Temporally aligned 4D models provide the basis for parameterisation of multiple related
sequences to give continuous interactive movement control. Representation of multiple
sequences in a 4D parametric motion graph enables transition between multiple motions to
achieve interactive character animation.
Adrian Hilton is Professor of Computer Vision and Graphics at the University of Surrey, UK.
He received his BSc. in Mechanical Engineering and PhD in Signal Processing before moving
to the field of Computer Vision in 1992. His primary research interest is robust computer
vision to model and understand real world scenes. Over the past decade his research has
focused on 3D reconstruction and analysis of dynamic scenes from video to derive functional
models of shape, motion and appearance. Contributions include technologies for the first
hand-held 3D scanner, modelling of people from images, free-viewpoint 3D video in sports
TV production and 4D modelling of actor performance for film and games. He currently leads
research investigating the use of computer vision for applications in entertainment content
production, visual interaction and clinical analysis.
Title: The State of Practice in Military Simulation
Wednesday, September 7th, 8:30 AM
Coalition Armed Forces have used simulations to enable training for some time and in recent years
training through distributed simulations have been proven as a means to conducting training. This
presentation introduces a number of challenges in integrating Live, Virtual Constructive Simulations
for Training and introducing the Command and Control (C2) systems to provide mission planning and
rehearsal capability as well as augmenting support to operations with real feeds from the wider
battle-space network and operating picture.
The presentation will provide examples of current approaches, future architectures and technology
trends that may hold an answer to the challenges of distributed training in defence.

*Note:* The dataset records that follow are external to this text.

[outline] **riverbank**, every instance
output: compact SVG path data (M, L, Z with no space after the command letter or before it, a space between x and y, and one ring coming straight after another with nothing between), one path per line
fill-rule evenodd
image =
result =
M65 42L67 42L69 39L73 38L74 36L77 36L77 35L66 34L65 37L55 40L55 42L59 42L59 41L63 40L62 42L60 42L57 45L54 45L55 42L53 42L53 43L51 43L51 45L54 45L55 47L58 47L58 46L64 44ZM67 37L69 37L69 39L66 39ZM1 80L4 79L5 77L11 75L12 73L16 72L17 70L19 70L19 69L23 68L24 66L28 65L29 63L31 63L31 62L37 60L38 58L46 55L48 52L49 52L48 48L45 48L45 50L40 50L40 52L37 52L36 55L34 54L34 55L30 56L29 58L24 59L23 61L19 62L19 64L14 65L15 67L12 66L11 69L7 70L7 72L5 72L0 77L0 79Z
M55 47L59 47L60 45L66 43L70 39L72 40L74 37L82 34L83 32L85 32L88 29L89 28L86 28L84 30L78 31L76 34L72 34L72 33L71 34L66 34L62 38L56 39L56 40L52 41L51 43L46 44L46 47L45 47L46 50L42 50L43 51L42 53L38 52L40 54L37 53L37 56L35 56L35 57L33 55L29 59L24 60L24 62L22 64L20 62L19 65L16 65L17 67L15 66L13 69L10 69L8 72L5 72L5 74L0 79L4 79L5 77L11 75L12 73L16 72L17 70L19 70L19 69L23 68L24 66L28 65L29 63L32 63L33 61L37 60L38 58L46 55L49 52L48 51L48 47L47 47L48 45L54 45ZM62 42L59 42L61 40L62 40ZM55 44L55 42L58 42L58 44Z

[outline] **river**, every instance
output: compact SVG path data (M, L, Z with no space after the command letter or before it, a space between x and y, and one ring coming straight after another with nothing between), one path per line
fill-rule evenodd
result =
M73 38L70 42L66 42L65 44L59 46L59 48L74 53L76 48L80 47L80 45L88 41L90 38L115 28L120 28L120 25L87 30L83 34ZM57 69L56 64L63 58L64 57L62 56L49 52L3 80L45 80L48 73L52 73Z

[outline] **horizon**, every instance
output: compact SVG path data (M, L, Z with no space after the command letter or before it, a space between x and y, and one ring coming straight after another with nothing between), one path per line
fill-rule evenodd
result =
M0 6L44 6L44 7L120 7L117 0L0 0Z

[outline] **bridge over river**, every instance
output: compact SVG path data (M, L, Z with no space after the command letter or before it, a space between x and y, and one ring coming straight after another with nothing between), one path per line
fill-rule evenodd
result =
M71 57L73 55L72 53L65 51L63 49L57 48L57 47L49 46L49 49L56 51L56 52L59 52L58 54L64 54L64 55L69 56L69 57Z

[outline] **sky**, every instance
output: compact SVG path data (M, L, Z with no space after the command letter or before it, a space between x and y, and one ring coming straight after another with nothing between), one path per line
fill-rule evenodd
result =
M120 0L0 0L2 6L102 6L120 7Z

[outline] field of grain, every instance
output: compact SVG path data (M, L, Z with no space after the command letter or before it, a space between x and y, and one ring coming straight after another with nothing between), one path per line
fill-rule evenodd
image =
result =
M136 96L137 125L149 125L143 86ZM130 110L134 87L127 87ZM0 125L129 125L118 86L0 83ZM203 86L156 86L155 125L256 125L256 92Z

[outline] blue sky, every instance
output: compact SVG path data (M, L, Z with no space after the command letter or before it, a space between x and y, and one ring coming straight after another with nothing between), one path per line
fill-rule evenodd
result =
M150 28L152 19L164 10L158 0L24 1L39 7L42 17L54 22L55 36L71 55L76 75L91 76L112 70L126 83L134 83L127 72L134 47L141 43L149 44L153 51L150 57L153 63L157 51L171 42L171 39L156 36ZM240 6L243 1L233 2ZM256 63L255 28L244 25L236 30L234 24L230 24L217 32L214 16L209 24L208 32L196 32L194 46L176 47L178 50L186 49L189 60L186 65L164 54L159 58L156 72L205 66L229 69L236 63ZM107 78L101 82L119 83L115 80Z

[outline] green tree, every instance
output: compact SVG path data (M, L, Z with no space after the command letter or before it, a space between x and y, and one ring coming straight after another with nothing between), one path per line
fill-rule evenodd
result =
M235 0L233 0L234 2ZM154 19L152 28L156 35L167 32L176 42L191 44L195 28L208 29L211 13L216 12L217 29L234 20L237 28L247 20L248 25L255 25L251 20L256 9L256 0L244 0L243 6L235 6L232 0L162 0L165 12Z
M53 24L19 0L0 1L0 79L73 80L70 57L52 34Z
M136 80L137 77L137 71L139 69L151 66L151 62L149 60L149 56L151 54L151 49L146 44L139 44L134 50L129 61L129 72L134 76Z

Bharatkumar Patel is a Senior Capability Advisor and International Research Leader in the
Defence Science and Technology Laboratory (DSTL), part of the UK MoD. He provides strategic
direction to MOD's Simulation, Training and Experimentation, and Systems Integration research
and technology programmes and impartial scientific and technical advice to NATO, MOD, DE&S,
and the UK Forces.
Previously, he has been the UK Project Manager for the US/UK Synthetic Theatre of War programme
and has several years experience in Defence Procurement and MODHQ on projects, including Project
Horizon, Replacement Maritime Patrol Aircraft, Future Offensive Air System and Joint Combat
Aircraft. Furthermore, he has industry and academic research background in aerospace engineering
Title: Operational Uses of Distributed Simulation Using BML
Wednesday, September 7th, 12:00 PM
Since its inception in military systems two decades ago, distribution simulation has grown to
provide a rich and varied family of technologies. During the same period, military requirements
for distributed simulation have continued to evolve. The nature of warfighting today has shifted
from focus on large, kinetic engagements to asymmetric warfare and stability/peacekeeping
operations. As a complement to the three technical papers in this session, this talk will
describe the presenter's experience in supporting military operations, using the distributed
technologies associated with Battle Management Language.